I was using a local ollama model to use the tool. It ran fine and loaded the test file before the error occurred.

Expected Behavior

The tool should have proceeded with the following step "create_base_text_units" rather than cease operation. It appears to be a bug with the graphing function.

GraphRAG Config Used

encoding_model: cl100k_base skip_workflows: [] llm: api_key: ${GRAPHRAG_API_KEY} type: openai_chat # or azure_openai_chat model: command-r-plus:104b-q4_0 model_supports_json: true # recommended if this is available for your model.

max_tokens: 2000

request_timeout: 180.0

api_base: http://localhost:11434/v1

api_version: 2024-02-15-preview

organization:

deployment_name:

tokens_per_minute: 150_000 # set a leaky bucket throttle

requests_per_minute: 10_000 # set a leaky bucket throttle

max_retries: 1

max_retry_wait: 10.0

sleep_on_rate_limit_recommendation: true # whether to sleep when azure suggests wait-times

concurrent_requests: 1 # the number of parallel inflight requests that may be made

parallelization: stagger: 0.3

num_threads: 50 # the number of threads to use for parallel processing

async_mode: threaded # or asyncio

embeddings:

parallelization: override the global parallelization settings for embeddings

async_mode: threaded # or asyncio llm: api_key: ${GRAPHRAG_API_KEY} type: openai_embedding # or azure_openai_embedding model: qwen2:7b-instruct

api_base: http://localhost:11434/api

# api_version: 2024-02-15-preview
# organization: <organization_id>
# deployment_name: <azure_model_deployment_name>
# tokens_per_minute: 150_000 # set a leaky bucket throttle
# requests_per_minute: 10_000 # set a leaky bucket throttle
# max_retries: 1
# max_retry_wait: 10.0
# sleep_on_rate_limit_recommendation: true # whether to sleep when azure suggests wait-times
# concurrent_requests: 1 # the number of parallel inflight requests that may be made
# batch_size: 1 # the number of documents to send in a single request
# batch_max_tokens: 8191 # the maximum number of tokens to send in a single request
# target: required # or optional

No change to the remainder

Logs and screenshots

Additional Information

GraphRAG Version: Current of this posting
Operating System: Windows 10
Python Version: 3.10
Related Issues:

AlonsoGuevara commented 2 weeks ago

Hi!

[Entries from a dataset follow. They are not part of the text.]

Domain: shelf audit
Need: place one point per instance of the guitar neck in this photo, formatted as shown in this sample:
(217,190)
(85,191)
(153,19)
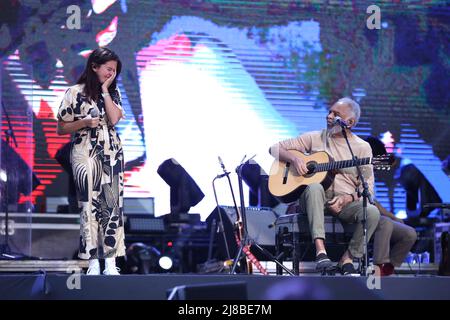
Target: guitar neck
(341,164)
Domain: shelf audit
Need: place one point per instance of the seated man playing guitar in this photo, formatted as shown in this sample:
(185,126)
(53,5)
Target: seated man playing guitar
(340,195)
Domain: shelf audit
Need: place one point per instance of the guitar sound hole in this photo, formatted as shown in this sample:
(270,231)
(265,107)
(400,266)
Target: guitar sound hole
(311,166)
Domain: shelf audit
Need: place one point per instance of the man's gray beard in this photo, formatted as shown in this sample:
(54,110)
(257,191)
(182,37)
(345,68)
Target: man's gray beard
(333,130)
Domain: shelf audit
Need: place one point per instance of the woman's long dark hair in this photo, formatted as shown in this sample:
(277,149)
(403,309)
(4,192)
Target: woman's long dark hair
(89,78)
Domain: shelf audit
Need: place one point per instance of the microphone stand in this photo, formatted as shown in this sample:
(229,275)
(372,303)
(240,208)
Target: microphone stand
(220,227)
(5,251)
(227,174)
(366,197)
(247,241)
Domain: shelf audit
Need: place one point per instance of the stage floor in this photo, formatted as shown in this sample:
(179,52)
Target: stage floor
(60,286)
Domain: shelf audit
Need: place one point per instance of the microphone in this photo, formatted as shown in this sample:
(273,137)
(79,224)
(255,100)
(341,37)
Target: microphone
(339,121)
(94,114)
(221,162)
(221,175)
(225,173)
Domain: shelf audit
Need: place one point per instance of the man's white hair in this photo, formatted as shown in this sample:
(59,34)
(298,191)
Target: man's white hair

My general rule of thumb when facing this issues is:

Check the outputs of the entity extraction, this will show if the graph is empty
If the graph is empty, then it can be either faulty llm responses (unparseable) or, LLM calling failures

Can you please check your cache entries for Entity Extraction to check if the LLM is providing faulty responses?

BovineOverlord commented 2 weeks ago

Entity extraction directory is empty. I attempted with 2 other different models and was met with the same result.